James proved the homotopy decomposition $\Sigma\Omega\Sigma X\simeq \bigvee_{n=1}^\infty \Sigma X^{\wedge n}$. This is a natural homotopy equivalence for a pointed connected CW complex $X$. Here $X^{\wedge n}$ is the $n$-fold self-smash product of $X$.

Is there a counterexample to the stronger assertion that $\Omega\Sigma X\simeq \bigvee_{n=1}^\infty X^{\wedge n}$? This assertion implies James' decomposition as suspension, being left adjoint to looping, commutes with wedge sum.

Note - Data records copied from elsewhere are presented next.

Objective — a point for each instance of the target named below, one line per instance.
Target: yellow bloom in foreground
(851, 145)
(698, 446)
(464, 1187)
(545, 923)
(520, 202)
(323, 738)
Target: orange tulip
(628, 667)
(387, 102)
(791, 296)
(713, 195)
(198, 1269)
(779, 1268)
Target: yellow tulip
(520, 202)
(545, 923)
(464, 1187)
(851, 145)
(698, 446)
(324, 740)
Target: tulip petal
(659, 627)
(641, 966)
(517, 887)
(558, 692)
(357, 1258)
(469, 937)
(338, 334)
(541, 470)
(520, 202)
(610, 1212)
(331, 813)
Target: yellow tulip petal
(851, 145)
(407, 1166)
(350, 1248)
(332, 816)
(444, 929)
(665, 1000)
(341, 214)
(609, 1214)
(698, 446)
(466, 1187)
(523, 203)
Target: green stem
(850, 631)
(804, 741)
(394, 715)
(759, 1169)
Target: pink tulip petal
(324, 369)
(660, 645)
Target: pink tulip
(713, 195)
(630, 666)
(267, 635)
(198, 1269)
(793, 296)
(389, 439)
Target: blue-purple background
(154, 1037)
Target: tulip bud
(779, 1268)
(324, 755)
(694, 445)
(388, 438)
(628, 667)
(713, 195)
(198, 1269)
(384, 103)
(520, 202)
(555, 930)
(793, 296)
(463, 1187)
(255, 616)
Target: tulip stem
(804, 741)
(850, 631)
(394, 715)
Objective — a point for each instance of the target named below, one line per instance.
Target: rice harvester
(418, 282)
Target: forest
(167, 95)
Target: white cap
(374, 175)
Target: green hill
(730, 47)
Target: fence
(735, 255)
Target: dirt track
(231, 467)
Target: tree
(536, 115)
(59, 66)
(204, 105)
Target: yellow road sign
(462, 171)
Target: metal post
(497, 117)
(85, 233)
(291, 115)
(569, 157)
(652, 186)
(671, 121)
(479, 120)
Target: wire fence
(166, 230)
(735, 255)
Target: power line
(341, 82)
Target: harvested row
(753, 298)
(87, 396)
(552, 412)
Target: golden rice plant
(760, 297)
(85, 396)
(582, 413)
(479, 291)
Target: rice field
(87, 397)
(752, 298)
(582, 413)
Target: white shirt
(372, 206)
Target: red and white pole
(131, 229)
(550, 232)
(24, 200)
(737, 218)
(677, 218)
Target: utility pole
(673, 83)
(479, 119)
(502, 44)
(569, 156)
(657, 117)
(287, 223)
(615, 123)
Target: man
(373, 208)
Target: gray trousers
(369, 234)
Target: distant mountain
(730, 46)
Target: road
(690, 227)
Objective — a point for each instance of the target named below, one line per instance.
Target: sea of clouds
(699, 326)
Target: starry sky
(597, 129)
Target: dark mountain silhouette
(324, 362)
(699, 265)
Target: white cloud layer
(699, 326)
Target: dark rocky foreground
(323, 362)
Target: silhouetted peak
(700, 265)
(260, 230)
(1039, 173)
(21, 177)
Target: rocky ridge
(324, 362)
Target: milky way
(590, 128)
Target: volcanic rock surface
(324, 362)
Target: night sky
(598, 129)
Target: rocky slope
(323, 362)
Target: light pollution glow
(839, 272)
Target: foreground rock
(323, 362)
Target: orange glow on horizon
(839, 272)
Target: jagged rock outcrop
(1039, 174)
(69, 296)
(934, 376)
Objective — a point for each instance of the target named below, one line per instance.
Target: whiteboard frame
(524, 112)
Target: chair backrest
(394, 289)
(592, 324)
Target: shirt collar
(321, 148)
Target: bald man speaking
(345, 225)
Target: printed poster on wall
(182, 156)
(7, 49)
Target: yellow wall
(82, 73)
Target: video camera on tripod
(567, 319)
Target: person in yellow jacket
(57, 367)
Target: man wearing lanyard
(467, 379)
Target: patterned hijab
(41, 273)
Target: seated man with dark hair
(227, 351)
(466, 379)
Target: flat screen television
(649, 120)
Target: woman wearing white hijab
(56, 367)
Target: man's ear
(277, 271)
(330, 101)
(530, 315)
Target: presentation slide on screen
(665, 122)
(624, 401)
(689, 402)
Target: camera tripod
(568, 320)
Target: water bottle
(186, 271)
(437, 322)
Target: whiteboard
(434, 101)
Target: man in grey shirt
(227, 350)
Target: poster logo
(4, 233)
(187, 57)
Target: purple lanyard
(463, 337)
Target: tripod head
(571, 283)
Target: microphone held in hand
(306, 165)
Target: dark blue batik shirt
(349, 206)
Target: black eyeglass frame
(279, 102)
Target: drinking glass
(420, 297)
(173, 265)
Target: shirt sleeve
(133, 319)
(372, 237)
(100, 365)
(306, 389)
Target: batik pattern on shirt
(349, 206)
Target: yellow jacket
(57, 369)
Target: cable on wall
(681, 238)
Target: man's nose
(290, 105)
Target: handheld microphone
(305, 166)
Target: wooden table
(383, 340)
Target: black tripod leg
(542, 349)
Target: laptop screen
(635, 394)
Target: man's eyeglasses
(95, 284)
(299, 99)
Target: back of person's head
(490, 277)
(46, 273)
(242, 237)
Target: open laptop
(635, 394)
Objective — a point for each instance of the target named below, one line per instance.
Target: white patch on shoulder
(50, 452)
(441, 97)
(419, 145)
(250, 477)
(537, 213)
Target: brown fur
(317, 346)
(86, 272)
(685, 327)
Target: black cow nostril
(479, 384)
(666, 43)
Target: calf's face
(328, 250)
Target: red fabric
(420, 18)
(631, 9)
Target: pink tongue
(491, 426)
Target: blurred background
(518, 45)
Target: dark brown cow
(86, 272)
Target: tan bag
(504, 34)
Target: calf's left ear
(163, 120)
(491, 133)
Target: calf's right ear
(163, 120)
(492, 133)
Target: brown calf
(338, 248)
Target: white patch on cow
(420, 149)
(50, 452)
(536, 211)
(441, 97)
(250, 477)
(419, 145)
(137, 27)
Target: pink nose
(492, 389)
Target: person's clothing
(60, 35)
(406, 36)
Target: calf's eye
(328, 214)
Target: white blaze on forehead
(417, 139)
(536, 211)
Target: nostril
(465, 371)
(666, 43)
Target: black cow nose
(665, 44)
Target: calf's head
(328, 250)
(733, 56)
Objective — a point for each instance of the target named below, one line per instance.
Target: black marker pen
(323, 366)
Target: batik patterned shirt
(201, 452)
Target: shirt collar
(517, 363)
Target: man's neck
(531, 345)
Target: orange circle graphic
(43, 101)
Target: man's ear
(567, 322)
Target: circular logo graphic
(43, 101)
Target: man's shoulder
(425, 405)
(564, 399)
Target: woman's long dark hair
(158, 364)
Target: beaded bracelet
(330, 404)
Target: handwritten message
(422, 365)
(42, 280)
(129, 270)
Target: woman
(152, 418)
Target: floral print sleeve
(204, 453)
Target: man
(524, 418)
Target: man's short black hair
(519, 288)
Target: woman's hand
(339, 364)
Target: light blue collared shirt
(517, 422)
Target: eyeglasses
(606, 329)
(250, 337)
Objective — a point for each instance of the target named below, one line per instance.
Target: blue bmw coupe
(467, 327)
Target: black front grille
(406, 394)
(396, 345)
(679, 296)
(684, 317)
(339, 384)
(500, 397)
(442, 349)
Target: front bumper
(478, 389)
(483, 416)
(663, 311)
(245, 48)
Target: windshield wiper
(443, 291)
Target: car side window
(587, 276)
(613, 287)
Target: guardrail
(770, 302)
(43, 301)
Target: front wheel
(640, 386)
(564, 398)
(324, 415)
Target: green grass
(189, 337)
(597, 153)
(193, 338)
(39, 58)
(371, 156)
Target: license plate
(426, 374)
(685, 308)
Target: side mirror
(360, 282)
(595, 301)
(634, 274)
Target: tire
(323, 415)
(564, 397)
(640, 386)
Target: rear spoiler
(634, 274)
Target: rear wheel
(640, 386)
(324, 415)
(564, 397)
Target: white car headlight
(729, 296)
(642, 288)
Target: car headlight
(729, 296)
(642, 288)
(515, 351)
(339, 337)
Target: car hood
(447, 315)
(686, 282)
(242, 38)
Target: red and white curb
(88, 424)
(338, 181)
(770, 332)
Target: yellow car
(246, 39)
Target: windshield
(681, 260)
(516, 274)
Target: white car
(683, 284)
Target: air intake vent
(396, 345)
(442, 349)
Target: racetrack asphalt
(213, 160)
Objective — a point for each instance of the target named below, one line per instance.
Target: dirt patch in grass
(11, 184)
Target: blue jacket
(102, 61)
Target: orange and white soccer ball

• Note: If the inclusion $X \to \Omega \Sigma X$ admits a retraction, then $X$ is an $H$-space. Dec 17 '11 at 23:13

The space $X = S^2$ gives a counterexample. In this case, we're comparing $\Omega S^3$ with $\vee S^{2n}$. These can be distinguished by their cohomology rings. The cohomology ring of the latter has all products in positive degrees equal to zero.
The Pontrjagin ring structure on the homology $H_* \Omega S^3$ makes it isomorphic to a polynomial ring $\mathbb{Z}[x]$ on a generator $x$ in degree 2, coming from $H_* S^2$. There are no other generators in lower degree, so the diagonal map must send $x$ to $x \otimes 1 + 1 \otimes x$ in $H_*(\Omega S^3) \otimes H_*(\Omega S^3)$. Since this map respects the ring structure, we have $\Delta x^n = (x \otimes 1 + 1 \otimes x)^n$ for all $n \geq 0$.
As a consequence, taking duals tells us that the cohomology ring of $\Omega S^3$ is a divided power algebra $\mathbb{Z}\left[\frac{x^k}{k!}\right]$, and definitely does not have all products in positive degrees equal to zero.
Yes: $\Omega S^k$ has non-trivial cup products.